2016年1月18日月曜日

「暴力に頼らない指導のその後」で感じる、“教え方を教えること”の必要性



ある新聞のスポーツ欄に「暴力頼らない指導 道半ば」という記事がありました。

それによると、中高生の部活動における体罰が把握された件数を東京都が調査した結果では、その数は年々減少しており、「暴力はダメ」という教員間の認識共有は進んでいるが、「叩かなくなった代わりに、口がきつい顧問が目につく」という話があるなど、これまで常道だった強圧的な指導で従わせる方法が否定され、その後「どうすれば・・・」と指導方法がわからなくなっている部活動指導者がいるということでした。

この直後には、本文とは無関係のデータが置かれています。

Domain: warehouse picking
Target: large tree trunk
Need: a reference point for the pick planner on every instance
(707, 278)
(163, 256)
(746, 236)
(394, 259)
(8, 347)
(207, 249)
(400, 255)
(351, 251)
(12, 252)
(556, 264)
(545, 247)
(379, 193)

そんな中で、いくつかの大学では、これから教員を目指す学生に対して、「運動部活動の指導」に特化した講義を始めるところがあり、学生のうちから指導者に求められる資質や理念への理解を深めることで、暴力に頼らないスポーツ指導につなげようという動きがあるとのことでした。

 この「学校の運動部指導」を「企業の人材育成」に置き換えてみると、さすがに会社では、暴力的な指導というものはめったに聞きませんが、実は意外に似ている点があるように感じます。
それは、「自分が受けてきた指導方法を踏襲する」というところです。

指導する立場の人が「自分たちの頃は・・・」と言って、自分が受けた指導方法そのままに、未経験者をいきなり現場に放り出したり、教えないことが当然だと言って突き放したり、逆に手取り足取り細かく教えすぎて、本人の考える力を奪っていたりします。

指導している本人は、「それが自分にとって良かった」と信じているので、自分の指導方法にはまったく疑いを持っていませんし、“別の方法で”と言われても、何をしてよいのかわからなかったり、耳を貸そうとしなかったりします。

また、一部には自分がされてきた指導方法に不満があり、それを反面教師にしようという意識の人はいますが、そんな人であっても、実際の指導方法は、自分が不満に思っていたやり方と大差がなかったりします。
これらのどの場合も、指導する方法は自己流であり、その方法の選択肢や引き出しの数がとても少ないということだと思います。

こう考えると、大学の教員養成の場で始まっている動きと同じようなこと、「教え方を教えること」の必要性が、企業でも高まっているのだと思います。

こういう言い方をすると、例えば「部下指導力強化研修」とか「OJT研修」といったものを受けさせるのかというような話になりがちですが、必ずしもそういうことではありません。
私が思うのはもう少し日常の実務的なことで、例えば、「○○さんの指導方法は、どうすれば一番効果が上がるのか」ということを、指導の関わる複数の人で話し合って共有しようというようなものです。

その人の能力や性格を知らなければ、適切な指導はできませんし、複数の人で話し合えば、指導方法の選択肢は多少なりとも増やすことができるでしょう。さらに研修などで、学術的な知識や手法などを学べば、引き出しの数はもっとプラスすることができるでしょう。

他人に対する教え方は、どうしても自分が受けてきた指導方法に固執しがちになります。
効果的な人材育成のためには、「教え方を教えること」にもっと積極的に取り組む必要があるように思います。